Micaela Colley from Organic Seed Alliance will join Huber on the Farm Walk, demonstrating the benefits of on-farm seed production. A Seed Saving workshop will follow during which participants will discover how to harvest seeds this fall.

Carrot seed crop.
Carrot seed crop. Click image for a high resolution version.
Scott Chichester evaluating fennel.
Scott Chichester evaluating fennel. Click image for a high resolution version.

“Learning seed growing skills allows us to preserve our favorite varieties while adapting them to our local climates. It also provides the independence to manage this vital resource ensuring the availability of varieties we need and value for our farms and gardens,” said Colley.

Nash Huber recently received the 2008 Steward of the Land Award from American Farmland Trust. He and his wife Patty McManus were noted for their leadership and efforts in environmental stewardship and farmland protection.

Nash Huber (middle rear) and his team.
Nash Huber (middle rear) and his team. Click image for a high resolution version.

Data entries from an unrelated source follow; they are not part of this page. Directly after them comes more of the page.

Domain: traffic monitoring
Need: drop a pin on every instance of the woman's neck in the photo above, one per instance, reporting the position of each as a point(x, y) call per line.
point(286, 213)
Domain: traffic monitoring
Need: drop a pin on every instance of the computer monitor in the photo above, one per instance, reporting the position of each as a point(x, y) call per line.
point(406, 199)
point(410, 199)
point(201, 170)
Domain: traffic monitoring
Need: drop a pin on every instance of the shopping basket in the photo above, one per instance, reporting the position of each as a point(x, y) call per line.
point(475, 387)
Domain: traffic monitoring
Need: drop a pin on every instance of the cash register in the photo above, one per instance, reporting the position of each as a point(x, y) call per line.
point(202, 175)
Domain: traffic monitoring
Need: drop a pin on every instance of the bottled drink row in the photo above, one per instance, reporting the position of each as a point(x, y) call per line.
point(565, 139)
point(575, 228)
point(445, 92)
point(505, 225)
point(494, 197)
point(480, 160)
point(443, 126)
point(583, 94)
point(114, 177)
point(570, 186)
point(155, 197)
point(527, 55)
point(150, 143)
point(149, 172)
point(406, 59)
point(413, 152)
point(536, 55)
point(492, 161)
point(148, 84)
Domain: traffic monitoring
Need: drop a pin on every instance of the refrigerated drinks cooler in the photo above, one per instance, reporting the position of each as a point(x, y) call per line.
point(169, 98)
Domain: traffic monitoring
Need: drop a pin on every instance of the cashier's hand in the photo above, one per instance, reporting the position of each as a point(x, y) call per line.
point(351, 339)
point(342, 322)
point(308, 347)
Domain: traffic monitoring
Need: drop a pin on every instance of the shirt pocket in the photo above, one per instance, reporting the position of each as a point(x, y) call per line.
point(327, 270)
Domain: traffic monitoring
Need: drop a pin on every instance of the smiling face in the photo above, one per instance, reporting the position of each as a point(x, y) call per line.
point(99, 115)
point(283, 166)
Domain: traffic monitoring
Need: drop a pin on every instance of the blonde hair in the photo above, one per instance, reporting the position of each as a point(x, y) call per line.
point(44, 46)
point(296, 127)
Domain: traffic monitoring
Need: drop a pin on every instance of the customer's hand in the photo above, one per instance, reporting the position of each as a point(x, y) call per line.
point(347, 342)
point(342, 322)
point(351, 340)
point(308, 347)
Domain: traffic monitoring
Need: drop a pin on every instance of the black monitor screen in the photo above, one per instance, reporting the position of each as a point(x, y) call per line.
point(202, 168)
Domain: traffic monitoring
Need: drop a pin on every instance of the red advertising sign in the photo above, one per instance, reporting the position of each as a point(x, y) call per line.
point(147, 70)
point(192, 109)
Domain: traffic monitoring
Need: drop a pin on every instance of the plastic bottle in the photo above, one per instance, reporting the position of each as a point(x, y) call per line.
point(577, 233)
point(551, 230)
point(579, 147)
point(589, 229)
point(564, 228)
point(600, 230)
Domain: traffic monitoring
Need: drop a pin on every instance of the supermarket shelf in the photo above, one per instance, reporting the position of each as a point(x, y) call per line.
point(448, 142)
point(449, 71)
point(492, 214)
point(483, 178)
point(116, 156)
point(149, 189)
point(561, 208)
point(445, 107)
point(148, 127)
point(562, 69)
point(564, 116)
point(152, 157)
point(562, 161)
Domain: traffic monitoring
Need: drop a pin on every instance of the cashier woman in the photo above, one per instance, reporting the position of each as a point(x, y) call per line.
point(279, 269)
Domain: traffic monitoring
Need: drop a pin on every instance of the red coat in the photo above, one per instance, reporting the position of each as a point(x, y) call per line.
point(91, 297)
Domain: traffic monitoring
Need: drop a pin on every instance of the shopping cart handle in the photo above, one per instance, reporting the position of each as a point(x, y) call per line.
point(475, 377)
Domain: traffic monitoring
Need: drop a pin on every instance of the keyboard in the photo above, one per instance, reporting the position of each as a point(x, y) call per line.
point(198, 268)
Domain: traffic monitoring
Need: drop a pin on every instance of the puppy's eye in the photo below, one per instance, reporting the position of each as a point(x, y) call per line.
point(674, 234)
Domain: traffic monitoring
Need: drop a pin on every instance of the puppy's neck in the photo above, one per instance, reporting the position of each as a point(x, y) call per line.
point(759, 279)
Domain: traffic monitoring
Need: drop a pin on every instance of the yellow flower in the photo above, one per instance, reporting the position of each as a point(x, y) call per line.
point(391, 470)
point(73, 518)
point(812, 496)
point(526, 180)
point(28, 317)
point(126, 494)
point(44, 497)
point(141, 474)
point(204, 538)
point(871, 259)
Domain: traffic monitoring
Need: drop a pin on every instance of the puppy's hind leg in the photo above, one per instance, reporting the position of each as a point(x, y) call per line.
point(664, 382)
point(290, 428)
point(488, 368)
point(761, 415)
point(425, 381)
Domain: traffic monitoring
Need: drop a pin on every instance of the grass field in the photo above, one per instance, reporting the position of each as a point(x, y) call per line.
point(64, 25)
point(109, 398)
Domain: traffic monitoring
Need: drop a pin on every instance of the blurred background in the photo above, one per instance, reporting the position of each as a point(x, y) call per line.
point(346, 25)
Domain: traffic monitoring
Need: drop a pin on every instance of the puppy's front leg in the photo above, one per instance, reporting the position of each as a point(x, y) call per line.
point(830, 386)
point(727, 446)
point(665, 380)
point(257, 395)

The Farm Walk, a farmer-to-farmer learning experience, organized as part of an ongoing series by Washington State University and Tilth Producers, allows time for questions and answers at an advanced level, as well as an opportunity for farmers to share their practices and the logic behind them. Community members are welcome.

The Farm Walk is Monday, Sept. 8 from 9:30 a.m. to noon. The Seed Saving Workshop will be from 1 – 4 p.m. The address is 1865 East Anderson Road in Sequim. The cost for the Farm Walk is $10 for Tilth Producers members and $15 for non-members. The afternoon class is also $10 for Tilth members and $15 for non-members. Register on-site or pre-register by mailing a check to Tilth Producers, PO Box 85056, Seattle, WA 98145. Brown bag lunch recommended. Beverages provided.

Details about all Farm Walks are available at http://www.tilthproducers.org and http://www.smallfarms.wsu.edu. More information on Organic Seed Alliance is available at http://www.seedalliance.org. The Farm Walk is sponsored by Tilth Producers of Washington and the Washington State University Small Farms Team.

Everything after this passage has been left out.